In most situations, automatic conversions will be performed for the basic numeric and string types when a Python object is used in a context requiring a C value, or vice versa. The following table summarises the conversion possibilities.
| C 类型 | From Python types | To Python types |
|---|---|---|
| [unsigned] char, [unsigned] short, int, long | int, long | int |
| unsigned int, unsigned long, [unsigned] long long | int, long | long |
| float, double, long double | int, long, float | float |
| char* | str/bytes | str/bytes [3] |
| C array | iterable | list [5] |
| struct, union | dict [4] |
| [3] | The conversion is to/from str for Python 2.x, and bytes for Python 3.x. |
| [4] |
The conversion from a C union type to a Python dict will add a value for each of the union fields. Cython 0.23 and later, however, will refuse to automatically convert a union with unsafe type combinations. An example is a union of an
int
和
char*
, in which case the pointer value may or may not be a valid pointer.
|
| [5] | Other than signed/unsigned char[]. The conversion will fail if the length of C array is not known at compile time, and when using a slice of a C array. |
You need to be careful when using a Python string in a context expecting a
char*
. In this situation, a pointer to the contents of the Python string is used, which is only valid as long as the Python string exists. So you need to make sure that a reference to the original Python string is held for as long as the C string is needed. If you can’t guarantee that the Python string will live long enough, you will need to copy the C string.
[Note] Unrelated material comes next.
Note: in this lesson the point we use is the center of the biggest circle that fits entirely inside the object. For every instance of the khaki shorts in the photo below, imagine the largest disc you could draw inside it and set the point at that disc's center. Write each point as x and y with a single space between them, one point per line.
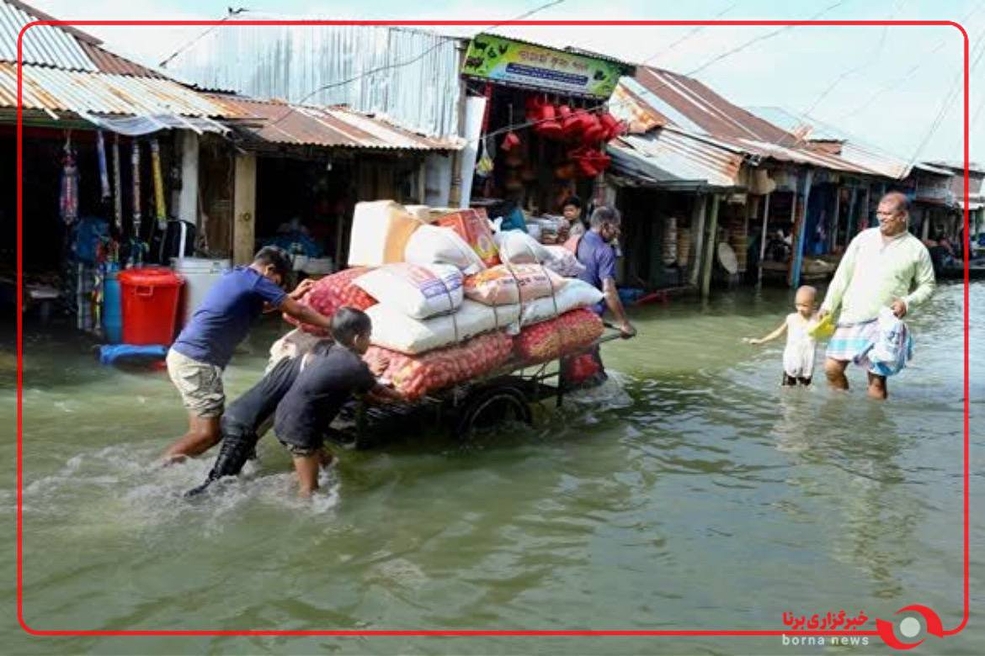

Cython detects and prevents some mistakes of this kind. For instance, if you attempt something like:
cdef char *s s = pystring1 + pystring2
then Cython will produce the error message
Obtaining
char*
from
temporary
Python
value
. The reason is that concatenating the two Python strings produces a new Python string object that is referenced only by a temporary internal variable that Cython generates. As soon as the statement has finished, the temporary variable will be decrefed and the Python string deallocated, leaving
s
dangling. Since this code could not possibly work, Cython refuses to compile it.
The solution is to assign the result of the concatenation to a Python variable, and then obtain the
char*
from that, i.e.:
cdef char *s p = pystring1 + pystring2 s = p
It is then your responsibility to hold the reference p for as long as necessary.
Keep in mind that the rules used to detect such errors are only heuristics. Sometimes Cython will complain unnecessarily, and sometimes it will fail to detect a problem that exists. Ultimately, you need to understand the issue and be careful what you do.
Where C uses
"("
and
")"
, Cython uses
"<"
and
">"
。例如:
cdef char *p cdef float *q p = <char*>q
When casting a C value to a Python object type or vice versa, Cython will attempt a coercion. Simple examples are casts like
<int>pyobj
, which converts a Python number to a plain C
int
value, or
<bytes>charptr
, which copies a C
char*
string into a new Python bytes object.
注意
Cython will not prevent a redundant cast, but emits a warning for it.
To get the address of some Python object, use a cast to a pointer type like
<void*>
or
<PyObject*>
. You can also cast a C pointer back to a Python object reference with
<object>
, or a more specific builtin or extension type (e.g.
<MyExtType>ptr
). This will increase the reference count of the object by one, i.e. the cast returns an owned reference. Here is an example:
from cpython.ref cimport PyObject cdef extern from *: ctypedef Py_ssize_t Py_intptr_t python_string = "foo" cdef void* ptr = <void*>python_string cdef Py_intptr_t adress_in_c = <Py_intptr_t>ptr address_from_void = adress_in_c # address_from_void is a python int cdef PyObject* ptr2 = <PyObject*>python_string cdef Py_intptr_t address_in_c2 = <Py_intptr_t>ptr2 address_from_PyObject = address_in_c2 # address_from_PyObject is a python int assert address_from_void == address_from_PyObject == id(python_string) print(<object>ptr) # Prints "foo" print(<object>ptr2) # prints "foo"
The precedence of
<...>
is such that
<type>a.b.c
被解释成
<type>(a.b.c)
.
A cast like
<MyExtensionType>x
will cast x to the class
MyExtensionType
without any checking at all.
To have a cast checked, use the syntax like:
<MyExtensionType?>x
. In this case, Cython will apply a runtime check that raises a
TypeError
if
x
不是实例化的
MyExtensionType
. This tests for the exact class for builtin types, but allows subclasses for
扩展类型
.
Control structures and expressions follow Python syntax for the most part. When applied to Python objects, they have the same semantics as in Python (unless otherwise noted). Most of the Python operators can also be applied to C values, with the obvious semantics.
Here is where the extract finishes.